The concert starts at 1pm on Anzac Day with a commemorative service run by young people followed by 105 songs for each of the 105 years since Anzac forces landed on the beach at Gallipoli. The line-up includes Shannon Noll’s new Anzac Day release as well as Amber Lawrence, The Wolfe Brothers, Luke O’Shea, Simply Bushed and Damien Leith. 

You can access it through the group’s apps, which are available from the App Store and Google Play.

An Anzac message 

Australia’s Governor-General, David Hurley, will broadcast his Anzac Day message on ABC TV and Radio at 6.55pm. 

Keep connected 

Zoom, Facetime, Skype, WhatsApp and more – technology is helping people connect when they can’t get together in person this Anzac Day. Vietnam veteran and RSL Cranbourne/Dandenong branch president John Welling says people can connect with something as simple as a telephone. “It’s letting your mates know you’re still there for them,” he says.

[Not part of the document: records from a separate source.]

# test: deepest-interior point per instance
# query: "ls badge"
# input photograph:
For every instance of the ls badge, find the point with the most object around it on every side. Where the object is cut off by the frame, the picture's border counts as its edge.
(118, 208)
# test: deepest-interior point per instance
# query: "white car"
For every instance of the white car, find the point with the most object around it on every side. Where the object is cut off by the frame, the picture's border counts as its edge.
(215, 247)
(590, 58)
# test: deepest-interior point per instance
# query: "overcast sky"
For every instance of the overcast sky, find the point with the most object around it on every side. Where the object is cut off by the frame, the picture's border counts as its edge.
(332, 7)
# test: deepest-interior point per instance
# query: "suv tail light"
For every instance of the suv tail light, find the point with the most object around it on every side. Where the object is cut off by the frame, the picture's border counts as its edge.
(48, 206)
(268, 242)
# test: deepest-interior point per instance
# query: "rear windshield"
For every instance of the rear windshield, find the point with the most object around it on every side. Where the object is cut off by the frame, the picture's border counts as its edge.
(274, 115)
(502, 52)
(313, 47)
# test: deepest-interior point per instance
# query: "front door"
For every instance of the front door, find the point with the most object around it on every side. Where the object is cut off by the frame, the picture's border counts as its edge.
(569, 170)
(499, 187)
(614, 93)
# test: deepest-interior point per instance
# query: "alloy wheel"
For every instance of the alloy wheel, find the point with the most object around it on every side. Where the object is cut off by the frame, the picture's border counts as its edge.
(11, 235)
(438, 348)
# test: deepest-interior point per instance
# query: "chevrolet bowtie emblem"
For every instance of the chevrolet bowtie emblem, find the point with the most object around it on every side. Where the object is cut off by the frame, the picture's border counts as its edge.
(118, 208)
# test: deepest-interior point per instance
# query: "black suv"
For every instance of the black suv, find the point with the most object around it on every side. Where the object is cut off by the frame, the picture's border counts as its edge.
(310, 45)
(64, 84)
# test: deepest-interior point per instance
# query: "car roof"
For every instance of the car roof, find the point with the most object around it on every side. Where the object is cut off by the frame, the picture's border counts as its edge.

He’s “meeting” up with a few digger mates using WhatsApp.

Tune in to a tribute concert

Some of the biggest stars in the Australian and New Zealand music industry, including Jimmy Barnes, Delta Goodrem, Paul Kelly and The Wiggles, will perform in a televised ANZAC Day tribute show. The artists will record their segments at home and the footage will be edited together to produce Music From The Home Front and screened on ANZAC Day at 7.30pm on Channel Nine. It’s the brainchild of music industry guru Michael Gudinski with help from legendary Aussie rocker Jimmy Barnes and is a tribute not only to the military but to frontline COVID-19 health care workers and other essential workers, including supermarket shelf stackers.